O relato do Gênesis o descreve como uma serpente, mas ele tem múltiplas máscaras e recursos para nos confundir (para Jesus, seu querido amigo Pedro, ele foi um instrumento de Satanás). Seu objetivo é sempre o mesmo: nos impedir de sermos o que devemos ser. Nos afastar da missão que Deus nos confiou. Fazer-nos não aceitar nossa condição limitada como criaturas e nos fazer pensar que somos mais espertos do que Deus. Fazer com que os infinitos recursos que Ele coloca à nossa disposição se transformem em meios para dividir e enfrentar (contra o parceiro, contra a criação, contra Deus mesmo), prejudicar, destruir, criar conflitos, brincar com nossos desejos para que eles sejam nosso critério de vida e não o discernimento entre o bem e o mal. Em resumo, sua estratégia e objetivo é nos afastar do bem.
AS TENTAÇÕES
As tentações que espreitam todo ser humano podem ser resumidas em TRÊS: tanto as que Israel sofreu como povo enquanto andava errante pelo DESERTO, como as de Jesus ao longo de toda sua vida e em vários momentos, como as da própria Igreja (neste período sinodal, não são poucas as tentações para não avançar e até mesmo retroceder), como as de cada um de nós.

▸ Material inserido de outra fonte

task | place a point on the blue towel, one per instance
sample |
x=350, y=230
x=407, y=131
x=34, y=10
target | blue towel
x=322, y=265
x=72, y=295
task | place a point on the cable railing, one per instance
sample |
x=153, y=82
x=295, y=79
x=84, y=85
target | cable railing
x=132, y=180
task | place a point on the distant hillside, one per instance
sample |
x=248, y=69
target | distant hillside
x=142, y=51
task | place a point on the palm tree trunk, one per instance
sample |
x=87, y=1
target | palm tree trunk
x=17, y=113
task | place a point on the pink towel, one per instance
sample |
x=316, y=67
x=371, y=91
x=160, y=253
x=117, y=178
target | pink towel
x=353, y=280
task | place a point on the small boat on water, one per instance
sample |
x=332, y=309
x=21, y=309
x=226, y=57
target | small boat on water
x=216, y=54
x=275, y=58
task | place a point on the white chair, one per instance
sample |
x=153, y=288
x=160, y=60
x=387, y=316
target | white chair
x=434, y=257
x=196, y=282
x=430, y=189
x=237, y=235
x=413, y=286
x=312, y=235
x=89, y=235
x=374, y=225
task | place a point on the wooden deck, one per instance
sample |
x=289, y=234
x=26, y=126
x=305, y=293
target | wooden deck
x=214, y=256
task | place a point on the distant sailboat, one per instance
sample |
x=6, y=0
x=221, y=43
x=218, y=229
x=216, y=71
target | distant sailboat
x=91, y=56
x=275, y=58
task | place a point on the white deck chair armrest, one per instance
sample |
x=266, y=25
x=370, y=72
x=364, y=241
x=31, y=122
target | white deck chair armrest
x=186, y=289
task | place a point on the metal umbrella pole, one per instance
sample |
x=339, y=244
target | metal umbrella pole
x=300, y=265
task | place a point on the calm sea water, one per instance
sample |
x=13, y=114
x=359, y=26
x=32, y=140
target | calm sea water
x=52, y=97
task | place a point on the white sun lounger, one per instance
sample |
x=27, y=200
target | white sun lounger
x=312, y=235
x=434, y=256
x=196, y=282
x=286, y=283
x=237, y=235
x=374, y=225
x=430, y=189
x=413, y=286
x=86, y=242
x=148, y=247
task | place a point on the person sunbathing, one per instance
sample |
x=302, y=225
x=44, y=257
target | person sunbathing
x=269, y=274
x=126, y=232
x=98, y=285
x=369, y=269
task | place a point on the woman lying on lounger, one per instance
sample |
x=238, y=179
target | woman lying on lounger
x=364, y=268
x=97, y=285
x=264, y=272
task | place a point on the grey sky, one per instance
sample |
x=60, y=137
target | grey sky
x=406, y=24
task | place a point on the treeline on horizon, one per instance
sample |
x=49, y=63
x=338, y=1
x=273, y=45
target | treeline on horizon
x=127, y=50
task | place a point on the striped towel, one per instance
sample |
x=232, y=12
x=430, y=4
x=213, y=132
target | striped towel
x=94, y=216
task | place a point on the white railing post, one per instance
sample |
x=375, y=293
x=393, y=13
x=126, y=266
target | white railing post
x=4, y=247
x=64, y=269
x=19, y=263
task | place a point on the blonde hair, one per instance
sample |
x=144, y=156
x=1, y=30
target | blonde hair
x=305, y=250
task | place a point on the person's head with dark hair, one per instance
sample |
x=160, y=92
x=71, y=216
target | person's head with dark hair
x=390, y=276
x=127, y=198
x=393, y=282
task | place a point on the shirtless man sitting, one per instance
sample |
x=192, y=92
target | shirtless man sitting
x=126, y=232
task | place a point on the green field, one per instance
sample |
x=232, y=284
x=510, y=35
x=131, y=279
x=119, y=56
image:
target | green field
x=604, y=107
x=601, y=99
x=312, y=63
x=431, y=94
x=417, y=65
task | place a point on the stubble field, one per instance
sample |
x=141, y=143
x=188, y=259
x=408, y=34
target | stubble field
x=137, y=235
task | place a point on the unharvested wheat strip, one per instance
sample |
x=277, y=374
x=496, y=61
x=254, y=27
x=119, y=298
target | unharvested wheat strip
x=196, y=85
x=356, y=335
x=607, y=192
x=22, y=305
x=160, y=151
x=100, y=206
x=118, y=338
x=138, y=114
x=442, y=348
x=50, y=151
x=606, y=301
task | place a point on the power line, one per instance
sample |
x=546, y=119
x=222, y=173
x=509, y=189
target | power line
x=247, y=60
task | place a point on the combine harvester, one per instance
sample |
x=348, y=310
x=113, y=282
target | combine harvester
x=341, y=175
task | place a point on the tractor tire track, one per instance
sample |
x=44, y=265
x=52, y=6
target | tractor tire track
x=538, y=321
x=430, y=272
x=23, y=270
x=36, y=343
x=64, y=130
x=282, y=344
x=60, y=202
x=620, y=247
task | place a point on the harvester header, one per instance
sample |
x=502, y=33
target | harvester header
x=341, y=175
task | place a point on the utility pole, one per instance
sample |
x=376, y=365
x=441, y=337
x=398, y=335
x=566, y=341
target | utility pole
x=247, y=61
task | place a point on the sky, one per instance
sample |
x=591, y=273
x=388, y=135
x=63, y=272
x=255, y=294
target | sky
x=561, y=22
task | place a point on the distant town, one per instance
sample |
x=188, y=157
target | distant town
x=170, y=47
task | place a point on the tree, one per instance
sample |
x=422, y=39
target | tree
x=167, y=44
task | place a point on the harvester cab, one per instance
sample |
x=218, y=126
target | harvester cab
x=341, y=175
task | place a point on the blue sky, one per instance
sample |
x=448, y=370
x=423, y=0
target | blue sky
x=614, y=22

- A primeira é fazer-nos duvidar do que realmente somos: FILHOS DE DEUS, suas imagens, instrumentos de Deus para fazer o bem: “se és filho de Deus…”, é o refrão que acompanha cada um: transforma estas pedras em pães, desça da cruz, use seus talentos e recursos somente para você, para saciar sua fome, suas necessidades. Em última análise, isso se chama EGOÍSMO e se chama esquecer quem eu realmente sou e de onde venho. Isso facilmente acontece comigo quando deixo Sua Palavra fora da minha vida. É precisamente a Palavra que Jesus usa para rejeitar todas as tentações.
- A segunda é fingir que Deus se coloca a meu serviço, usar Deus para meus interesses, colocá-lo à prova para que ele resolva meus problemas. É uma tentação muito sutil. Precisamente o segundo mandamento se refere a isso: “usar o nome de Deus em vão“, que Deus abençoe o que nada tem a ver com Ele, se exija que Ele intervenha em meu nome. Esperar que as soluções para os meus problemas venham de fora, dos outros. É a oração de aproximação para dar instruções a Deus sobre o que me interessa e o que devo fazer… ao invés de me perguntar em sua presença o que devo fazer para não tropeçar e cair, qual é a vontade dele.
- E a terceira seria A AMBIÇÃO EXCESSIVA, “eu te dou tudo isso”… Claro, sempre queremos mais, sempre queremos o melhor, nunca estamos satisfeitos com o que já conquistamos, queremos ter sucesso, ser admirado a qualquer custo… e nesse caminho acabamos prostrados aos pés dos senhores deste mundo: lucro, imagem, prestígio, consumismo predatório da natureza e dos mais pobres, usando o outro para meu vantagem…
No tempo do DESERTO (Quaresma) devemos estar atentos a estas tentações, talvez vestidos com outras vestes, mas sempre as mesmas, para as enfrentar e vencer.
O Papa destacou em sua mensagem que o caminho quaresmal tem como objetivo uma transfiguração pessoal e eclesial. E que devemos seguir Jesus juntos, caminhando com aqueles que o Senhor colocou ao nosso lado como companheiros de viagem.
Não me prolongo mais. No início desta Quaresma: se ela o pegar em algum DESERTO… este Evangelho é uma ajuda oportuna para discernir o que Deus quer de você e quais são as tentações que o cercam. Se você não está atualmente em um momento de DESERTO… esta é a melhor oportunidade para realizar um exercício espiritual de 40 dias… revisando sua vida para poder responder mais e melhor à missão que Deus lhe confiou, mesmo que tenha que fazê-lo no meio de sua vida cotidiana.
Texto: Quique Martínez de la Lama-Noriega, cmf.